Aides et subventions de l’état, partenariats entreprises fondés sur les valeurs en vogue de responsabilité sociale, on imagine souvent que les entreprises…

Copiver – Entreprise adaptée

Entreprise adaptée, coût ou gain pour la collectivité ?
Aides et subventions de l’état, partenariats entreprises fondés sur les valeurs en vogue de responsabilité sociale, on imagine souvent que les entreprises adaptées pèsent sur les budgets publics et privés, et qu’on leur donne bien plus qu’elles n’apportent.

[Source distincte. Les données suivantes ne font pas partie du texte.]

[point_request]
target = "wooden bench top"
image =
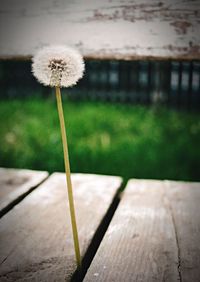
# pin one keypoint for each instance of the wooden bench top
(15, 183)
(102, 29)
(153, 236)
(35, 236)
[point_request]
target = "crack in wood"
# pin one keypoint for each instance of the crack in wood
(79, 276)
(169, 208)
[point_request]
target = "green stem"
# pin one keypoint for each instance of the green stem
(68, 176)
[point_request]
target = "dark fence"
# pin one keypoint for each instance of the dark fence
(173, 83)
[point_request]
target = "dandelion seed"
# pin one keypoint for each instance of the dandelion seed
(61, 66)
(58, 66)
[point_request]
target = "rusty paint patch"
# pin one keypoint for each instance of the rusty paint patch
(181, 27)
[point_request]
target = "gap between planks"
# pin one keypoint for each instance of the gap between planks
(99, 234)
(16, 184)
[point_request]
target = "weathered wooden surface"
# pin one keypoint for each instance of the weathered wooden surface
(153, 236)
(102, 29)
(14, 183)
(35, 237)
(184, 202)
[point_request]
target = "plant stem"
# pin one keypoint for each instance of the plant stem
(68, 176)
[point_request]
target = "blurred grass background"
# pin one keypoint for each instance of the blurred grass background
(115, 139)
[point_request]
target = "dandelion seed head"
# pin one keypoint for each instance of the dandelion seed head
(58, 66)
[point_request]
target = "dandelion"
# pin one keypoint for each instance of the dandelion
(61, 66)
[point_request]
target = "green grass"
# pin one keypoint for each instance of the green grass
(126, 140)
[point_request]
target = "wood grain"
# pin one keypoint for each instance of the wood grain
(184, 202)
(140, 243)
(14, 183)
(35, 237)
(129, 30)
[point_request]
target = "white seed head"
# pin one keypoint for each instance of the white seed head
(58, 66)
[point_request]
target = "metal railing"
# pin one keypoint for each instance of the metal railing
(172, 83)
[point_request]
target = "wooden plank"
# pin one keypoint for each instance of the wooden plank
(15, 183)
(35, 237)
(184, 202)
(140, 243)
(102, 29)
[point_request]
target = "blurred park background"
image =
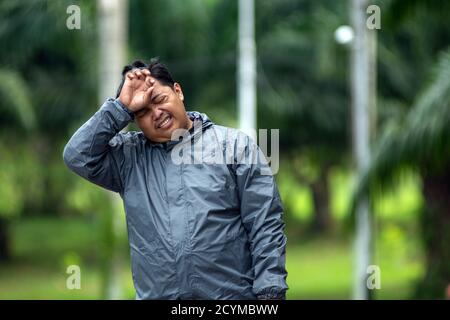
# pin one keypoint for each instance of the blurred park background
(50, 83)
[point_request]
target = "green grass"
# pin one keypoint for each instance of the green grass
(317, 268)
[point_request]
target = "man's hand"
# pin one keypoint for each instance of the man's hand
(137, 89)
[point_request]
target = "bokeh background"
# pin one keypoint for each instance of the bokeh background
(49, 86)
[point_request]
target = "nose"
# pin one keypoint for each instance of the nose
(156, 113)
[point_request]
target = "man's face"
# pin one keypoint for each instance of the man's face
(164, 114)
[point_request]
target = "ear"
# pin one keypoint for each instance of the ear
(178, 91)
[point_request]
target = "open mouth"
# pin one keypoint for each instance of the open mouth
(165, 122)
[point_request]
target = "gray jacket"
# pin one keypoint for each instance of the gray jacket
(197, 229)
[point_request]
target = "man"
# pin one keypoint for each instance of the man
(197, 229)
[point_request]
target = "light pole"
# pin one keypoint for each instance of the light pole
(247, 67)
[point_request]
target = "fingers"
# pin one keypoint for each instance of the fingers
(148, 94)
(140, 74)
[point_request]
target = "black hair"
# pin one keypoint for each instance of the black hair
(157, 69)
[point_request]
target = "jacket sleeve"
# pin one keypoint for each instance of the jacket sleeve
(262, 216)
(90, 152)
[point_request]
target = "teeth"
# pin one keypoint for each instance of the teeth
(164, 122)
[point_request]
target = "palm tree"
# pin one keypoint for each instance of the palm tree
(421, 142)
(15, 110)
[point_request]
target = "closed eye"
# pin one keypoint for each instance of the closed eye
(141, 113)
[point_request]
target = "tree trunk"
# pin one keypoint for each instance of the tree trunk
(322, 220)
(436, 235)
(5, 253)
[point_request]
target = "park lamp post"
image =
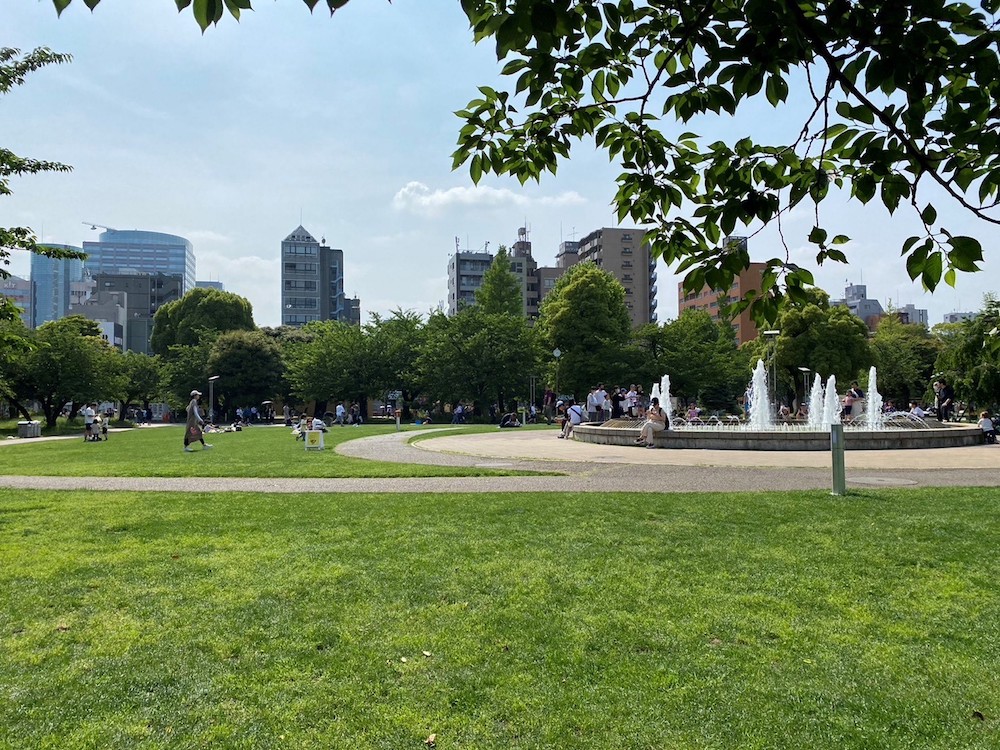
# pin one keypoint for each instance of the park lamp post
(211, 398)
(805, 381)
(772, 336)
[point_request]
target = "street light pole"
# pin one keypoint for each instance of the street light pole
(805, 382)
(211, 398)
(772, 336)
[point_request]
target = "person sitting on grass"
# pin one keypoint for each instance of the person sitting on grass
(509, 420)
(656, 422)
(988, 428)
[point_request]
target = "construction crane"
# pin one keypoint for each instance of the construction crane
(95, 225)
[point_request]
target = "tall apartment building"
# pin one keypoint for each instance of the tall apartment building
(18, 291)
(52, 282)
(144, 294)
(465, 275)
(622, 253)
(130, 252)
(524, 267)
(109, 311)
(618, 251)
(913, 314)
(856, 300)
(312, 281)
(712, 301)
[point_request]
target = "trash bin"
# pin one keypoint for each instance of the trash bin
(29, 429)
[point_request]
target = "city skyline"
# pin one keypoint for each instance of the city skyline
(343, 125)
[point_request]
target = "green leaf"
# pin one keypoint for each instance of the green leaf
(817, 236)
(207, 12)
(966, 252)
(933, 268)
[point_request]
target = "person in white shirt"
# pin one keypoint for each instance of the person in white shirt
(574, 416)
(88, 421)
(988, 428)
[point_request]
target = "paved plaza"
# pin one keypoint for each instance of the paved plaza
(586, 467)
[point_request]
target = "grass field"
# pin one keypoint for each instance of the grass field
(783, 620)
(254, 452)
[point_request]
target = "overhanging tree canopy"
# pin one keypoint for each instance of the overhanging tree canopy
(902, 96)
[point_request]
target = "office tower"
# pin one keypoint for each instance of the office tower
(353, 311)
(958, 317)
(144, 294)
(52, 280)
(912, 314)
(465, 275)
(130, 252)
(856, 300)
(312, 281)
(108, 310)
(18, 291)
(622, 253)
(524, 267)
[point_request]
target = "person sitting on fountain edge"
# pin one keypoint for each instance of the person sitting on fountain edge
(656, 422)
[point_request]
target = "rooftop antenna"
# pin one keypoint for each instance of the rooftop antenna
(94, 225)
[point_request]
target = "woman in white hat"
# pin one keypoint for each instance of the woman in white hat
(192, 430)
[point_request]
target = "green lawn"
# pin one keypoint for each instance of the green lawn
(254, 452)
(783, 620)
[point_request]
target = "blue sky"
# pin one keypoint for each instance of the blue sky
(345, 124)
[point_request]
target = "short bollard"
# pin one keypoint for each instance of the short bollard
(837, 449)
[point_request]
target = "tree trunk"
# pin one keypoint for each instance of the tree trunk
(21, 410)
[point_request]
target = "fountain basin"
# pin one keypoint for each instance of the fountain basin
(740, 438)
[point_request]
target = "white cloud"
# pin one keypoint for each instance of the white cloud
(419, 198)
(197, 236)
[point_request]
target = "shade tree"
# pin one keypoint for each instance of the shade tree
(185, 321)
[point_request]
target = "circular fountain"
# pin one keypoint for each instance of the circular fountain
(865, 428)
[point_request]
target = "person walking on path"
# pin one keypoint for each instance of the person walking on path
(88, 421)
(192, 430)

Voyons donc 2 exemples concrets…
Pour la collectivité, un investissement gagnant.
Une étude réalisée par KPMG pour l’Union nationale des Entreprises Adaptées révèle que les aides publiques déployées constituent un investissement porteur pour la collectivité. L’étude a déterminé en effet qu’à partir d’une rémunération égale à Smic + 2,6% de toute personne handicapée travaillant dans une Entreprise Adaptée, chaque euro investi par la collectivité publique lui est retourné sous forme de recettes fiscales et sociales.

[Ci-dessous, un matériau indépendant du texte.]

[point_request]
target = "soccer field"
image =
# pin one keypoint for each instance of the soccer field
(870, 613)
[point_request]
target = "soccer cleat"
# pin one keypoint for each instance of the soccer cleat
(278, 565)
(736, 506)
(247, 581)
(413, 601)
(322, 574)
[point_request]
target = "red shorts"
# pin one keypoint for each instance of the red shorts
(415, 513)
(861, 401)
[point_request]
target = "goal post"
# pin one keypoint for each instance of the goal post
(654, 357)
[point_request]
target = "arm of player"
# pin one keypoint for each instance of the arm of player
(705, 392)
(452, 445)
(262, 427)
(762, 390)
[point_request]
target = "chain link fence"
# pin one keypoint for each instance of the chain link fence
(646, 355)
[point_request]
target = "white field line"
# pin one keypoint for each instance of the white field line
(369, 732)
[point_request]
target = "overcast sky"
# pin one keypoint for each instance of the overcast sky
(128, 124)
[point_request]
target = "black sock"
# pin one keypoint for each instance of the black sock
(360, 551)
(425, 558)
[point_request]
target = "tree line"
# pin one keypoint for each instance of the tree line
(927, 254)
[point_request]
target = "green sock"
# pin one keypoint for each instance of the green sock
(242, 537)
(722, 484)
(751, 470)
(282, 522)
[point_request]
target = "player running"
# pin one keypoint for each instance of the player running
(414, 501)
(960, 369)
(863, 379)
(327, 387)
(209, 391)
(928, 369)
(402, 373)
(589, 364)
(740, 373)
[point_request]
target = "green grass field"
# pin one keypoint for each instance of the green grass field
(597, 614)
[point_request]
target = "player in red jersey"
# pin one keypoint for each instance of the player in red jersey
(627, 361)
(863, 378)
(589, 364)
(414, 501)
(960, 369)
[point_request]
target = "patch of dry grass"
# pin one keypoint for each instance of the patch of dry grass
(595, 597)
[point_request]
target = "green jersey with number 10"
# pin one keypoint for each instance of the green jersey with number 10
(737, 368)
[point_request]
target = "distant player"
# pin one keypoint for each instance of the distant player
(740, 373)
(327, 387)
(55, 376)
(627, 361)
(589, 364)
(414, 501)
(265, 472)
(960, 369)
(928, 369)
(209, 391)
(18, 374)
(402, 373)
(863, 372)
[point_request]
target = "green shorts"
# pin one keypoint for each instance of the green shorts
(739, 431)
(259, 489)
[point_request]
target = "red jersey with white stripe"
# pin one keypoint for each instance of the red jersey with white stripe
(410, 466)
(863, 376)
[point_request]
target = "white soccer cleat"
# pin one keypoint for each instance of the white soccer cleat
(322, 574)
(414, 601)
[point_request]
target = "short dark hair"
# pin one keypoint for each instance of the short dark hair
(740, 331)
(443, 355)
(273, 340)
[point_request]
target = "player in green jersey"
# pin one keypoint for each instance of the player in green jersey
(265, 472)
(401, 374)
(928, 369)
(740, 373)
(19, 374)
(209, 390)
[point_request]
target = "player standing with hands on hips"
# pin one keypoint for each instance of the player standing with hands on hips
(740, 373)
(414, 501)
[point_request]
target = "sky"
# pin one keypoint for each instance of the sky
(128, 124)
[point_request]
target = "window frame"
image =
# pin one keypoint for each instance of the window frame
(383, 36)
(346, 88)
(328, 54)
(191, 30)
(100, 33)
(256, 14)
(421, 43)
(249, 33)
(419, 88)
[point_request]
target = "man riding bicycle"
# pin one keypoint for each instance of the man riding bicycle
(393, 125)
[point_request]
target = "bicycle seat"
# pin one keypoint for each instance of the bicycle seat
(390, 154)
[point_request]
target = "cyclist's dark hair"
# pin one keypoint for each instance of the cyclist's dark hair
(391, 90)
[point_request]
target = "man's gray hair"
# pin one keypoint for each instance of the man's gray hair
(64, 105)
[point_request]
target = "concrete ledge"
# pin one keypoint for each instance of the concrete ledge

L’étude démontre par ailleurs que toute personne handicapée en situation de non emploi représente un coût moyen pour la collectivité de 8 870 euros par an. Ce coût varie selon les allocations dont la personne handicapée bénéficie.
Ainsi, lorsqu’une personne handicapée, qui bénéficiait d’une allocation liée à son handicap (AAH) ou à sa situation de non emploi (RSA, ARE…), accède à l’emploi et à une rémunération de niveau Smic + 2,6% en Entreprise Adaptée, le gain social (ou l’économie budgétaire) pour la collectivité s’élève à 8 869 euros par an.

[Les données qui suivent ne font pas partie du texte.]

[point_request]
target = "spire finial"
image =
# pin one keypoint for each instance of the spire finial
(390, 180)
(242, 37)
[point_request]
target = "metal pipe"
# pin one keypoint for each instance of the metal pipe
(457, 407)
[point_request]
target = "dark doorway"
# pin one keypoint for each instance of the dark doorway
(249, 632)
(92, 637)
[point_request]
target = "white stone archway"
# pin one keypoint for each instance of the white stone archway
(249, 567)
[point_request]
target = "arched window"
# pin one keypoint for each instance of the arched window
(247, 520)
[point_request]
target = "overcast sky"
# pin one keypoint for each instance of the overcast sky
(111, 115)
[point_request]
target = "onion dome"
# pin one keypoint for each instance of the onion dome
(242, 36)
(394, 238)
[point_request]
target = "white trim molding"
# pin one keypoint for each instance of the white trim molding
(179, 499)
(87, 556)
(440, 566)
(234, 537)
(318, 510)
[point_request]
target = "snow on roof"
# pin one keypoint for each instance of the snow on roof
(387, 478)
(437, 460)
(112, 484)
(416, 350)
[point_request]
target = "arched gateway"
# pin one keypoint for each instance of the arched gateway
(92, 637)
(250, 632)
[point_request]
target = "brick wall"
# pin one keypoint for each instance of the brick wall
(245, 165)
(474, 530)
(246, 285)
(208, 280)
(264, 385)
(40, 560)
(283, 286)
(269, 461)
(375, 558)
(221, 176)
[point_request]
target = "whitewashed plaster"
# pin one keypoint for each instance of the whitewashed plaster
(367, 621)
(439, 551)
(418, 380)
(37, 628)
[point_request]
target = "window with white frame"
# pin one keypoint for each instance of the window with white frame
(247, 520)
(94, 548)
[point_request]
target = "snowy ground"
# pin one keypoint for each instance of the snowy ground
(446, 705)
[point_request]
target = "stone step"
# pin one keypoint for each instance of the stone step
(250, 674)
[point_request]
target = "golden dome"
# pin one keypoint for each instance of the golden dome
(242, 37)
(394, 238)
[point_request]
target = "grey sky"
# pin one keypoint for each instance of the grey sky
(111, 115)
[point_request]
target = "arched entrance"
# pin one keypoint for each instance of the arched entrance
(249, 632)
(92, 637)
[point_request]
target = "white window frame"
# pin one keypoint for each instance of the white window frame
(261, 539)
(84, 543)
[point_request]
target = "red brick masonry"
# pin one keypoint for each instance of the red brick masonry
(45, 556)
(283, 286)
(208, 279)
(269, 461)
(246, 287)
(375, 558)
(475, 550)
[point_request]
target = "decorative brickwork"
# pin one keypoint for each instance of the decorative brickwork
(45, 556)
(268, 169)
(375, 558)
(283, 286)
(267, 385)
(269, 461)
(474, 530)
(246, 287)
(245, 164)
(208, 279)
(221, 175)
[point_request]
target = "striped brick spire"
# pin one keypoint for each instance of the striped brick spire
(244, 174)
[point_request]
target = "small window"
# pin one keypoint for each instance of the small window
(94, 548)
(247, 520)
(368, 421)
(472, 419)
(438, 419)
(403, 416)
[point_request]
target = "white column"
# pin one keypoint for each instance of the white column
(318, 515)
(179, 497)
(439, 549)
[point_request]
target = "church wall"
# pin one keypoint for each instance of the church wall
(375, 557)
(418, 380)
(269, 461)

Surcoûts liés à l’emploi « très majoritaire » de travailleurs handicapés
Le surcoût global moyen auquel doit faire face une Entreprise Adaptée par rapport à une entreprise classique est estimé à 16 200 euros par an et par travailleur handicapé. Ce surcoût est dû :
Pour 83,8% à un différentiel de productivité.
Pour 14,6% à un nécessaire encadrement supplémentaire, à la fois social et technique.
Pour 1,6% à des besoins techniques complémentaires, en termes de surfaces et d’équipements.
Pourtant, les EA nouvelles générations pénètrent les marchés de manière très compétitive alors même que leurs effectifs sont composés de 80% de collaborateurs reconnus handicapés quand le secteur ordinaire peine à atteindre les 4 % pour une obligation fixée à 6.

Les EA sont donc bien des entités performantes, équilibrantes et non pesantes. Précurseur d’une économie sociale solidaire qui chaque jour séduit un peu plus, en des temps où penser à l’humain n’est plus le fait de quelques gros cœurs, mais bien l’idée d’une société moins cassante, plus structurée et plus soudée, ses principes managériales pourraient sans doute éclairer un certain nombre d’entreprises.